Google+ came at a time that was at a peak for Facebook, Twitter, and even others. Google+ launched in June of 2011…about one year before Facebook would IPO and about two years before Twitter did the same. In addition, the world was drowning in options to connect with each other. LinkedIn was for professional. Facebook was for friends, family, some pages, etc. and Twitter was for news, short blasts, and even finding content to follow. This does not include many others such as MySpace which was still around I think.
Google also had a bit of a shady way of acquiring early numbers. If you had a Gmail account, then you had a “Google” account. So they basically gave you a Google+ profile as part of your “Google account”. The problem with this is people don’t like things being spun up for them. To this day, many still have this rogue Google+ account and either is not aware or simply don’t care and ignore it. Google did eventually change this to where you had to elect to go in and “create” a Google+ profile from your Google account.
But design alone can not bring users. At a time when the world-wide-web was overwhelming, Google+ became just another thing you were going to have to take the time to learn. A utilitarian mindest kicked in for most people. If I already have Facebook, Twitter, blah, blah, what do I need Google+ for? The fact is, they were all right to think this way. Google+ was late to the game and the “newness” of Facebook and others had not worn off yet…and Google+ didn’t even have annoying ads! Of course, neither did Twitter until they went public and needed a revenue stream, but nonetheless.
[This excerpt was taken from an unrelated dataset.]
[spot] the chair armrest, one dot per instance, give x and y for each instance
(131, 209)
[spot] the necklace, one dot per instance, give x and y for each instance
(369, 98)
Features came and went in Google+. Events was great, but then I had the calendar so did I really need events? Hangouts was a thing back then, so was I supposed to message someone through Hangouts, through Google+ and then potentially click into a video call from there…? These are examples of things that were never explained. Communities and Collections were added and have stuck around. Collections is like your Pinterest board. A collection of your interests from around the web. Communities are…well…just that, communities. My entire family, (parents and sibling and family) all went to Disney one year. I fired up a Google+ Community for this and we kept up with each other as we split up at times, (different age kids, interests, etc). When it was done, it was always there to reflect back on. I took all the photo’s from everyone, threw them into a Google Photos album, and done. Easy peezy.
…but Google+ is only dead for consumers…for now.
For now, it seems as the plan is to only sunset Google+ for consumers. Much like many of their products and services, I have found that Google’s technology is far better when it’s paid for through a G Suite subscription. Google+ makes a great intranet within a company.
The various communities can be for different divisions or teams of the organization. It adds a social flair to your culture all while isolating it to your company domain. It’s great for sharing company news and happenings. In light of the newly released info on security, and Google’s decisions to shut down Google+, they’ve already added to new features to the business side around account permissions and communities.
Why Google doesn’t just own up to the mistake, (they already fixed it back when they found it), and let Google+ ride…I don’t know. While it never took off as a leading social network, it still has millions of active users, vibrant and popular communities, and some die-hard fans who are now looking to where they’re going to go next as most seem to shun the likes of Facebook. I also think it is one of the better-designed platforms out there. Other developers of other platforms could really take note of Google’s design here. Simplistic yet super functional.
It will be interesting to see how it grows on the business side.